I've been working on creating an MSK Serverless (kafka) cluster. The serverless product is relatively new, but the documentation for it is confusing; the operating model of "serverless" is fundamentally different from MSK proper. Both are part of the same product family, so when searching it's difficult to separate the two. As you would expect with a "serverless" product, the whole software stack needed to run kafka is abstracted away and managed by AWS. It all gets deployed into a managed VPC that you can't access, and a bootstrap broker is exposed to a number of your VPCs using VPC endpoints.

I could not get my head around how the routing worked. It turned out to be much simpler than I had blown it up to be. The bootstrap host and all the broker hostnames will resolve within the VPCs that the cluster is attached to. The hostnames are subdomains of c3.kafka-serverless.{region}.amazonaws.com. If you have multiple linked networks, then the broker hostnames won't resolve because their DNS records are private. In this configuration, you have to expose your VPC DNS to the other networks, and configure those other networks or devices to forward requests to your resolver. The product that enables this is Route 53 inbound resolver. There's also an outbound resolver which allows forwarding DNS requests from your VPC to other DNS resolvers within other networks.

You can link VPCs and networks together using lots of different strategies. How you link your networks and VPCs together is out of the scope of this article; the assumption is that you have completed the work to make your VPC accessible to your device somehow. You can find the private IP address of your bootstrap broker and connect to it from your machine (check your VPC Endpoints). Finally, this also assumes you have set up the Route 53 inbound resolvers for your VPC.

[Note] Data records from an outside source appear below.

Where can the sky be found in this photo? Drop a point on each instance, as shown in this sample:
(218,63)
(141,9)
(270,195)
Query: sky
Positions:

It took a bit of digging and luck to find a solution that didn't require installing dnsmasq or configuring bind. I really didn't want to screw around with the DNS on my machine more than I had to. The system configuration utility scutil allows you to change your network configuration, including to add additional resolvers. The utility documentation isn't particularly easy to find or digest, but I found an example that was close enough to get it to do what I needed it to do.

Assuming you have deployed resolvers in three subnets in us-east-1, and the IP addresses assigned to them are 192.1.0.1, 192.2.0.1 and 192.3.0.1:

sudo esutil
> open
> d.init
> d.add ServerAddresses * 192.1.0.1 192.2.0.1 192.3.0.1
> d.add SupplementalMatchDomains * kafka-serverless.us-east-1.amazonaws.com
> set State:/Network/Service/kafka-serverless.us-east-1.amazonaws.com/DNS
> quit

You should then be able to see the resolver listed when you run esutil --dns. You should also be able to resolve the bootstrap host, which is the only hostname that AWS gives you, along with all the kafka brokers that form the cluster. I've not yet attempted to add multiple resolvers (i.e. multiple VPC + resolver + cluster combinations), but the name of the key needs to be unique. You could change the above command to VPC+region, whatever makes it clear.

set State:/Network/Service/vpc-0123456789.us-west-2/DNS

You may also wish to add multiple space-separated SupplementalMatchDomains to map more service endpoints if you have other use-cases to cover.